Цель эксперимента: Проникнуть в клинику «Гармония» под видом пациента. Изучить методику доктора М. И. Эйзенштейна изнутри. Определить механизм «Исправления». Сохранить целостность собственной личности и памяти.

Легенда прикрытия: Журналист, страдающий от профессионального выгорания. Жалобы на апатию, потерю смысла, навязчивые воспоминания о травмирующих событиях, свидетелем которых был по работе (командировки в горячие точки, расследования криминальных дел).

Риски: Потеря контроля над ситуацией. Необратимое изменение психики. Утрата эмоциональной восприимчивости, фрагментация или полное стирание ключевых воспоминаний. Утрата личности».

Он остановился на последней фразе. Утрата личности. Звучало как диагноз из фантастического романа. Но, глядя сегодня на Виктора Павлова, он понимал, что это не фантастика. Это было возможно. Эйзенштейн нашел способ. Хирург, который оперировал не тело, а душу, и ампутировал не органы, а чувства.

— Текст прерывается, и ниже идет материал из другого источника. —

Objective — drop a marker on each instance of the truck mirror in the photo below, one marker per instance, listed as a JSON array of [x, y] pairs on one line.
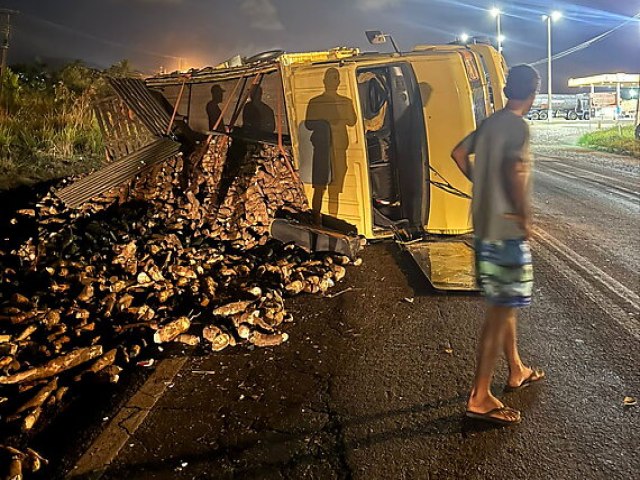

Артем встал и подошел к книжному стеллажу. Пальцы скользнули по корешкам книг. Каждая из них была не просто набором страниц, а якорем, фрагментом его истории. Вот сборник стихов, который он читал матери в больнице, ее рука слабо сжимала его ладонь. Вот потрепанный том Ремарка, который он нашел у букиниста после первого расставания с Ольгой, его страницы пахли дождем и отчаянием. Вот справочник по криминалистике, подарок от Игоря Петровича после его первой успешной статьи, символ профессионального признания.

Его жизнь состояла из этих шрамов, зазубрин, счастливых случайностей и болезненных уроков. Он был суммой своего опыта. Если начать вычитать из этой суммы слагаемые, что останется в итоге? Ровная, гладкая поверхность. Пустота.

Он снова сел за стол. Открыл папку с материалами по «Гармонии». Фотографии «исправленных». Елена Сомова на выходе из клиники, ее лицо спокойно, почти просветленно, но в глазах – ни тени былого огня, который делал ее великой балериной. Виктор Павлов на заседании совета директоров за год до краха – хищный, энергичный, полный жизни. И он же – в сквере, с пустой улыбкой, склонившийся над розами. Контраст был чудовищным. Это были фотографии разных людей, просто у них было одно и то же тело.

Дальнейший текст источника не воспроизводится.